Arkansas should increase its severance tax rate on natural gas production, including production from the Fayetteville Shale, to help pay for road repairs in gas producing areas, said Sheffield Nelson, former CEO of Arkla Inc., the state’s largest gas company. Nelson was among those who pushed for the state’s last severance tax increase three years ago.

In a guest column published in the Arkansas Democrat-Gazette newspaper Sunday, Nelson, a former Republican candidate for governor, called for a 7% of fair market value severance tax rate, “or another fair, significant increase” to be considered by the Arkansas General Assembly when it convenes in January.

“It is very clear that damage to the roads of the state, particularly in areas where the majority of the drilling takes place, is significant,” Nelson wrote. “It was recently determined that the cost to repair the roads in the 10 counties that have the most drilling would be $219 million, and that amount increases every day the heavy loads used in the drilling for natural gas travel our roads.”

Because most of the gas produced in the Fayetteville Shale will be shipped out of the state, “either the gas producers or the consumers of the gas should pay the higher severance tax,” Nelson wrote. “They currently pay it for the natural gas they receive from our surrounding states of Louisiana, Texas and Oklahoma, and there is no reasonable basis for them paying a lesser amount to Arkansas.”

In 2008 the state adopted legislation that increased to 5% the base rate of gas-sale proceeds received by producers effective Jan. 1, 2009 (see Daily GPI, April 3, 2008). Arkansas’ previous severance tax rate had stood at three-tenths of a cent/Mcf for more than 50 years.

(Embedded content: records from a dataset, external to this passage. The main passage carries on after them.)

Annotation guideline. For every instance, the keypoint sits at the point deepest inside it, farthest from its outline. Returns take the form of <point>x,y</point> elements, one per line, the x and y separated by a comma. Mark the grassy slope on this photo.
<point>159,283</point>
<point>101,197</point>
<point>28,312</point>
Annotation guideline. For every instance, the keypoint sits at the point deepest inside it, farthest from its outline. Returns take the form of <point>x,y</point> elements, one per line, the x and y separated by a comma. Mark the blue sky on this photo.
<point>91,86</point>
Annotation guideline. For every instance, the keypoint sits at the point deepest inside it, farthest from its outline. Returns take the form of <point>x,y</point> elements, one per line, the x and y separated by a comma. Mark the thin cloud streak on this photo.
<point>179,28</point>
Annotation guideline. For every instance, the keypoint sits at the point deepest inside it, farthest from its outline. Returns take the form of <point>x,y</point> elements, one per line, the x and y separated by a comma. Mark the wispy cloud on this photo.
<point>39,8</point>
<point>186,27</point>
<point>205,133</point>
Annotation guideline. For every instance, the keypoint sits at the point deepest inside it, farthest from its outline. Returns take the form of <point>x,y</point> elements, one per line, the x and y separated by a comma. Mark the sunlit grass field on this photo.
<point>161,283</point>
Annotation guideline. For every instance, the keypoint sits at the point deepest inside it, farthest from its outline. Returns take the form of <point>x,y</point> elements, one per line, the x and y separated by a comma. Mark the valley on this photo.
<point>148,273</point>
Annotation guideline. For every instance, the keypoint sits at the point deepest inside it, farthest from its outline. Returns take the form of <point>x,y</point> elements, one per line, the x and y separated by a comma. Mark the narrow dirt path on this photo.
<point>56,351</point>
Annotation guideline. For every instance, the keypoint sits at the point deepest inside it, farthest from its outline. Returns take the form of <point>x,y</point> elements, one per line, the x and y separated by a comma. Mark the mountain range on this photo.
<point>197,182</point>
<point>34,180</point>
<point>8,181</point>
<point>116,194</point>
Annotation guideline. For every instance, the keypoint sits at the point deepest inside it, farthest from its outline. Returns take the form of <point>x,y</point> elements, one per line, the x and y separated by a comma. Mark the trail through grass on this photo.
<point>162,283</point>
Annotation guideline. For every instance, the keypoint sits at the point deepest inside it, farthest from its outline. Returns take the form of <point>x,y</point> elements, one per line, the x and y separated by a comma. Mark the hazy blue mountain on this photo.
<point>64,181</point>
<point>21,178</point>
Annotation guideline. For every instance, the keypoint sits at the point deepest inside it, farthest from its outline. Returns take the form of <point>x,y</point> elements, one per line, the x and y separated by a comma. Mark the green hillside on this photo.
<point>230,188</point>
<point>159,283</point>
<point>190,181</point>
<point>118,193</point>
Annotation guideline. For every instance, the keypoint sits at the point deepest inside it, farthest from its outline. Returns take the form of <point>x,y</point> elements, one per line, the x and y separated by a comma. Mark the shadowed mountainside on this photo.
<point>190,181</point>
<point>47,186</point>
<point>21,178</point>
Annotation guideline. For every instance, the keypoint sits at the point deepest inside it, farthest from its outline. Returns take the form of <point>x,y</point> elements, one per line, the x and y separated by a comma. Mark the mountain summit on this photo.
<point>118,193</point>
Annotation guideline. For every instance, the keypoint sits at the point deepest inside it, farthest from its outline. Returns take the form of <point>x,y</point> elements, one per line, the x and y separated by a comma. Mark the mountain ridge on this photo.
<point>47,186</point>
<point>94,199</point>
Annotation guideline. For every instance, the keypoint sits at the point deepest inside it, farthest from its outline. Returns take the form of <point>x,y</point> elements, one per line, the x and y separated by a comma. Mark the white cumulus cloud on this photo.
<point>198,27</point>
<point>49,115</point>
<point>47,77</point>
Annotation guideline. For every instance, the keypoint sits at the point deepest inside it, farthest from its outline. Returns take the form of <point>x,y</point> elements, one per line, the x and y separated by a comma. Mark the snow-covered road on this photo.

At the time, Sheffield also called on the General Assembly to increase the severance tax to 7% (see Daily GPI, Nov. 6, 2007).

In Pennsylvania this year lawmakers reached an impasse over a proposed severance tax on natural gas operations. In September the state’s House overrode more moderate Republican proposals and passed a tax bill that included a 39 cents/Mcf (about 10%) severance tax rate (see Daily GPI, Sept. 30). Gov. Ed Rendell had previously proposed a 5% extraction tax, plus 4.7 cents/Mcf. But Republicans in the Pennsylvania Senate balked at both proposals, saying the tax rates they called for were too high.

Eventually Rendell declared the severance tax dead for the 2010 legislative session (see Shale Daily, Oct. 22). Newly elected Pennsylvania Gov. Tom Corbett has promised to impose no new taxes.